There’s Biblical Eve; Then There’s Mitochondrial Eve

A fascinating genetic fact about women

four sisters
My mother and her sisters. As a group, they had 10 girls, who in turn had 20 girls. Guess my grandmother’s mtDNA is alive and well.

All humans alive today are descended from one, I repeat, ONE woman who lived in Africa between 140,000 and 200,000 years ago. She’s known as our mitochondrial Eve.

This, I submit, is the coolest and most mind-blowing genetic fact about women.

How do we know this?  What the heck are mitochondria?

Following is the best short explanation I, a preschool special ed teacher, am capable of giving.

When we talk about DNA, we refer to the genetic material contained in the chromosomes -you know, those thread-like structures that come in pairs (23 in our case) and that live in the nucleus of all cells (except the egg and sperm cells).

That’s not where DNA ends though. It turns out there’s a tiny bit more in a different cell structure called the mitochondria, little organelles that float in the cell’s cytoplasm and whose main job is to make energy from food.

Ladies and gentlemen, I give you… Mitochondrial DNA, aka mtDNA (and a little illustration I had fun creating on Canva)!

Cell illustration

For whatever reason, only mothers pass on mtDNA to their offspring. Unlike your chromosomal DNA, whose origin is split 50–50 between your mother and father, your mtDNA’s source is 100% your mother’s.

My first thought when I read about mtDNA is that mine ends with me. I have two sons and they’ll never pass down my mtDNA to anyone. It doesn’t matter if they have one, three or seventeen children — or no children at all. Wait a minute, I soon realized, three of my five sisters have daughters, and they will pass down the mtDNA I inherited from my own mother.
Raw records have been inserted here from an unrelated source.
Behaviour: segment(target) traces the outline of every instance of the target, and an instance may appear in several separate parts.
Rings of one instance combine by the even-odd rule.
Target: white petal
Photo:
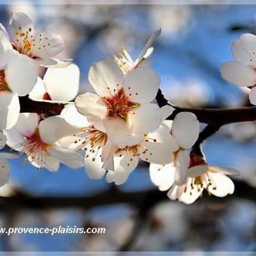
[[[104,120],[104,125],[109,139],[120,148],[133,146],[142,141],[144,134],[132,134],[123,119],[108,118]]]
[[[256,65],[256,36],[252,34],[242,35],[232,45],[234,59],[249,65]]]
[[[173,185],[167,193],[168,197],[172,200],[178,199],[184,192],[185,188],[186,185]]]
[[[71,64],[60,68],[48,68],[44,77],[46,91],[53,100],[71,101],[78,93],[80,72]]]
[[[102,148],[97,154],[90,156],[86,155],[84,157],[84,168],[87,174],[91,179],[101,179],[106,173],[101,161]],[[87,156],[88,156],[87,157]]]
[[[40,138],[45,143],[56,142],[59,138],[56,131],[61,126],[65,129],[66,121],[60,116],[49,116],[39,123],[38,129]]]
[[[102,99],[90,92],[78,95],[75,104],[79,113],[90,117],[104,119],[108,113]]]
[[[124,74],[112,58],[106,58],[92,65],[89,70],[89,81],[101,97],[111,97],[121,89]]]
[[[0,129],[9,129],[15,125],[19,112],[18,95],[10,92],[0,92]]]
[[[132,109],[127,115],[129,130],[134,133],[147,133],[156,130],[161,122],[159,107],[149,103]]]
[[[210,178],[212,186],[206,186],[205,189],[216,196],[223,197],[234,193],[235,186],[232,180],[223,173],[209,172],[205,179]],[[215,189],[216,188],[216,189]]]
[[[78,112],[74,104],[68,104],[65,105],[61,113],[61,116],[71,125],[76,127],[84,128],[92,125],[88,120],[86,116]]]
[[[5,159],[0,159],[0,187],[7,183],[10,174],[10,170],[8,162]]]
[[[161,191],[169,189],[173,184],[175,171],[173,164],[164,166],[150,164],[149,166],[149,175],[151,181]]]
[[[0,149],[4,148],[6,144],[6,137],[2,131],[0,131]]]
[[[202,193],[203,188],[191,189],[191,179],[188,178],[186,184],[186,189],[179,197],[179,201],[186,204],[193,204]]]
[[[55,35],[47,28],[36,29],[35,32],[35,47],[32,52],[34,56],[41,59],[53,57],[62,52],[64,42],[61,37]]]
[[[160,77],[149,67],[140,67],[126,77],[124,87],[131,101],[140,104],[150,102],[160,86]]]
[[[173,152],[178,150],[178,144],[168,132],[149,133],[138,148],[142,160],[159,164],[172,162]]]
[[[176,168],[175,184],[182,185],[186,182],[187,172],[189,166],[190,156],[188,150],[179,150],[175,161]]]
[[[74,150],[58,147],[49,147],[48,152],[54,157],[71,168],[78,168],[84,166],[84,157]]]
[[[256,88],[253,88],[250,91],[249,99],[252,104],[256,105]]]
[[[141,52],[137,60],[138,63],[140,63],[142,59],[148,58],[151,54],[152,51],[150,51],[150,54],[148,54],[148,50],[150,49],[150,47],[151,47],[155,40],[159,36],[160,33],[161,33],[161,29],[154,31],[154,33],[148,39],[148,42],[146,43]],[[147,55],[145,56],[146,54]]]
[[[136,168],[138,157],[130,151],[120,152],[114,157],[115,172],[109,171],[106,175],[108,182],[121,185],[125,182],[130,173]]]
[[[25,13],[15,12],[12,13],[10,19],[11,38],[12,42],[17,44],[16,33],[24,33],[28,31],[28,36],[34,35],[34,26],[30,18]]]
[[[173,107],[172,107],[172,106],[169,105],[164,106],[160,109],[161,112],[162,113],[161,122],[170,116],[175,110]]]
[[[35,132],[39,119],[40,116],[36,113],[20,113],[13,128],[23,136],[30,137]]]
[[[208,164],[200,164],[193,167],[190,167],[188,170],[188,176],[191,178],[195,178],[205,173],[208,170]]]
[[[34,63],[26,55],[12,54],[4,73],[8,86],[20,96],[29,93],[36,83]]]
[[[221,76],[225,80],[240,86],[256,84],[256,72],[253,66],[240,61],[226,61],[221,65]]]
[[[190,149],[199,134],[199,122],[190,112],[181,112],[176,115],[172,123],[172,134],[180,147]]]
[[[29,93],[29,98],[33,100],[42,100],[45,93],[46,90],[43,80],[38,76],[36,84]]]
[[[211,172],[220,172],[228,175],[239,175],[240,172],[236,169],[211,165],[209,167]]]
There you go, then, my mtDNA will live on after I’m gone.

There are, however, more fascinating things to learn from mtDNA beyond mine’s fate.

Mitochondrial DNA has unique characteristics and mutates with a specific frequency. It so happens that a number of unfathomably brilliant geneticists, biologists and programmers have used this information to figure out the ancestry of the whole of existing humanity.

Mitochondrial Eve was not the first woman; nor was she the only woman back then. But for whatever reason, her mtDNA was passed on and on and on and on and on. Maybe she was the one who had the most baby girls who in turn happened to have the most girls who happened to survive and have more baby girls. Or her descendants moved farther and wider across the globe over the generations. No one knows for sure.


For a while there, I was obsessed with the book The Gene: An Intimate History, by Siddharta Mukherjee. It reminded me that the more you learn about any topic, the more you realize how little you know. It’s humbling and marvelous when this happens.